Author: Joseph Heath
Publisher: Oxford University Press
Published: 2014-08-01
Total Pages: 425
ISBN-13: 0199990492
DOWNLOAD EBOOKIn this collection of provocative essays, Joseph Heath provides a compelling new framework for thinking about the moral obligations that private actors in a market economy have toward each other and to society. In a sharp break with traditional approaches to business ethics, Heath argues that the basic principles of corporate social responsibility are already implicit in the institutional norms that structure both marketplace competition and the modern business corporation. In four new and nine previously published essays, Heath articulates the foundations of a "market failures" approach to business ethics. Rather than bringing moral concerns to bear upon economic activity as a set of foreign or externally imposed constraints, this approach seeks to articulate a robust conception of business ethics derived solely from the basic normative justification for capitalism.
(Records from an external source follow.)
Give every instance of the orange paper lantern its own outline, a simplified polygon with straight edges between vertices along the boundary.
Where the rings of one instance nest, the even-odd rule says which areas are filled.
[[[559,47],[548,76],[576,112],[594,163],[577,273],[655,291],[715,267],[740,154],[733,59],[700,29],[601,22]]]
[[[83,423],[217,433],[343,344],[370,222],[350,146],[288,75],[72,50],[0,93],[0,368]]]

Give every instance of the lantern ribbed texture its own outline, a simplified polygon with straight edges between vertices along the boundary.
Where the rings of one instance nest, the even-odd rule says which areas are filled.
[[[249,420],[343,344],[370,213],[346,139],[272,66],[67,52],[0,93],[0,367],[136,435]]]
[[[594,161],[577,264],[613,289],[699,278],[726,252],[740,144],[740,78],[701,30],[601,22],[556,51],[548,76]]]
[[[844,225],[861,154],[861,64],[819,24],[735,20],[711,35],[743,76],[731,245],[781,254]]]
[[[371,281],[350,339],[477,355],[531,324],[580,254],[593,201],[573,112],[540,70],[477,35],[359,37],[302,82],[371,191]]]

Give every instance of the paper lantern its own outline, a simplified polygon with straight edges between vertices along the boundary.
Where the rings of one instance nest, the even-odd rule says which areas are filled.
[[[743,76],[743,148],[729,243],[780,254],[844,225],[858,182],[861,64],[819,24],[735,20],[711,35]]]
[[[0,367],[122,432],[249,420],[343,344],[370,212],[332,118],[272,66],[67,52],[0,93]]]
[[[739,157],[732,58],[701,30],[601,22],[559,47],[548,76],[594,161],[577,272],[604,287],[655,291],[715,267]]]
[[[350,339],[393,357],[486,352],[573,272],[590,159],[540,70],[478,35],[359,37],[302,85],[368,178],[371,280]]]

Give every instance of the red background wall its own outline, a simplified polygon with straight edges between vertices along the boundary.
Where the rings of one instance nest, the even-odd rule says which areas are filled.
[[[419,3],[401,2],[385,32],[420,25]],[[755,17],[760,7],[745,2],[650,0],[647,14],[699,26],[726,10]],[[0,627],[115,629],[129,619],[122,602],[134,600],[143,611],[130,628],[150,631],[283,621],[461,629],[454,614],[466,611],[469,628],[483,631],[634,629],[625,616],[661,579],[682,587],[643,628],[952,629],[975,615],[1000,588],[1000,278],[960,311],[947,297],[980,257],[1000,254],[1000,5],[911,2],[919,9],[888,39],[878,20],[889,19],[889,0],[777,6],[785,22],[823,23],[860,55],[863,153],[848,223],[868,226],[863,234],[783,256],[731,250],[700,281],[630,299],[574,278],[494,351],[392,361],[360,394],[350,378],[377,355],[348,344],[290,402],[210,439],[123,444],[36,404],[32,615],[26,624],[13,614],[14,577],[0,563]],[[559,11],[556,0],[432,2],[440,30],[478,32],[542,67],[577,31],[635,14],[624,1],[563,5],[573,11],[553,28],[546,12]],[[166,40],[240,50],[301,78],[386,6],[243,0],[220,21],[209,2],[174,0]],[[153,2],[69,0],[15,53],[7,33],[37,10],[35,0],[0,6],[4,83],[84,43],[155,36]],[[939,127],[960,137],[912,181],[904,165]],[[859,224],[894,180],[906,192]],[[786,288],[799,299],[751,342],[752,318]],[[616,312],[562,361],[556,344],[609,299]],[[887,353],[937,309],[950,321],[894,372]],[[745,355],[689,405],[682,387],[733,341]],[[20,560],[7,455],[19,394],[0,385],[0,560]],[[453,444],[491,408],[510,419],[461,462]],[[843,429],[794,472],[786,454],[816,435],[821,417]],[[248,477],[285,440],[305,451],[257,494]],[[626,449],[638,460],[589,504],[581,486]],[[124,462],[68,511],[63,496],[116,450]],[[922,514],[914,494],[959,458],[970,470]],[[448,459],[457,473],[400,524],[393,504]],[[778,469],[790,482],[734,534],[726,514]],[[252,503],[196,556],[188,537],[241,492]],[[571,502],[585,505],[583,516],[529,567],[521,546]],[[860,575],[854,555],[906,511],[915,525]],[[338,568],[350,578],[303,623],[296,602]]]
The result is a unified theory of business ethics, corporate law, economic regulation, and the welfare state, which offers a reconstruction of the central normative preoccupations in each area that is consistent across all four domains. Beyond the core theory, Heath offers new insights on a wide range of topics in economics and philosophy, from agency theory and risk management to social cooperation and the transaction cost theory of the firm.
Author:
Publisher:
Published: 1967
Total Pages: 552
ISBN-13:
DOWNLOAD EBOOKIncludes section "Book reviews".